Medicaid state-directed payments provide near-term revenue gains
Positives related to Medicaid revenue include CMS’s approval of SDP applications that were submitted prior to the cutoff date legislated in the 2025 reconciliation bill. Those SDPs can continue to be paid at a ceiling equal to the average commercial rate for hospitals through 2027. In contrast, non-grandfathered SDPs already are limited to the Medicare rate in expansion states and 110% of the Medicare rate in non-expansion states.
Marks said an SDP approval in Georgia and reinstatement of a program that had been frozen in Texas are projected to result in a net benefit of $200 million quarter over quarter, surpassing the system’s previously announced expectations for Q1 by $120 million.
At Community Health Systems (CHS), approval of the Georgia SDP is expected to bring in $30 million in revenue and $25 million in EBITDA gains over three quarters, leaders said.
HCA is encouraged about the possibility that CMS will approve Florida’s SDP application, although the process has taken longer than stakeholders may have anticipated.
“Based on our sense of things as we sit here today, we feel positive about the prospects of approval for the Florida program,” Marks said. “If approved, we believe it would result not only in additional revenues, but [revenues] that may be significant.”
Medicare Advantage denials and payer behavior pressuring margins
An aspect of reimbursement that remains challenging is the relationship with health plans, even at large systems with ample negotiating leverage.

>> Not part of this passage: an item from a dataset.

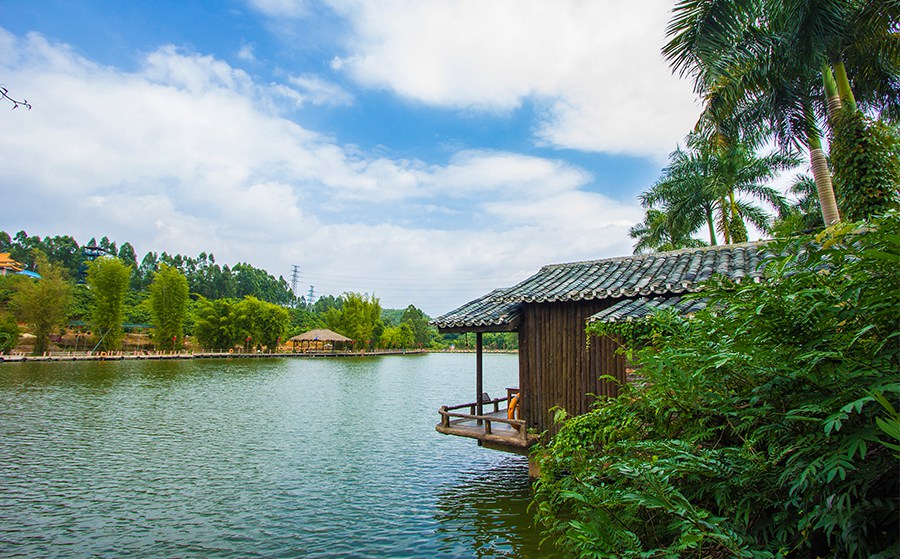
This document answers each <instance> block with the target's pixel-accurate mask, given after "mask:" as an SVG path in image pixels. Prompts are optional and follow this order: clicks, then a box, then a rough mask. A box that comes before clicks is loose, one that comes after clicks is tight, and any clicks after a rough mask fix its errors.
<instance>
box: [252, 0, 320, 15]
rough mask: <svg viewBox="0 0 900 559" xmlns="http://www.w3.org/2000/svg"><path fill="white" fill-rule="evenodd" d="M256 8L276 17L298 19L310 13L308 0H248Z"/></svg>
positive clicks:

“We continue to experience increased activity levels with our payers on denials and underpayments pretty broadly across payers and across products,” Marks said. “I would continue to call out Medicare Advantage as being the specific driver within the product mix.”
“Our recoveries — our work around dispute resolution and our work around appeals and getting these overturned — are such that we were able to mitigate and not see a lot of year-over-year impact to earnings,” Marks added. “But the denials and underpayments are still really high, and it is a key part for our industry to continue to work together on.”
HCA’s cooperative ventures with payers include digital integration to enhance data exchange. Administrative simplification and dispute management are other areas of collaboration.
At CHS, adjusted admissions fell by 0.5% in Q1, although the organization still expects to realize volume growth in the low single digits for the year. Volume challenges during the quarter were largely tied to patients with commercial or ACA marketplace insurance, said CEO Kevin Hammons.
“That leads us to believe a couple of things,” Hammons said. “One, it’s macroeconomic issues because those are the individuals with high deductibles, and [also] the more aggressive behavior by the managed care companies — at least anecdotally, they’ve turned the dial up on denying pre-authorizations in more cases. Oftentimes, those patients are not even getting to us because of that.”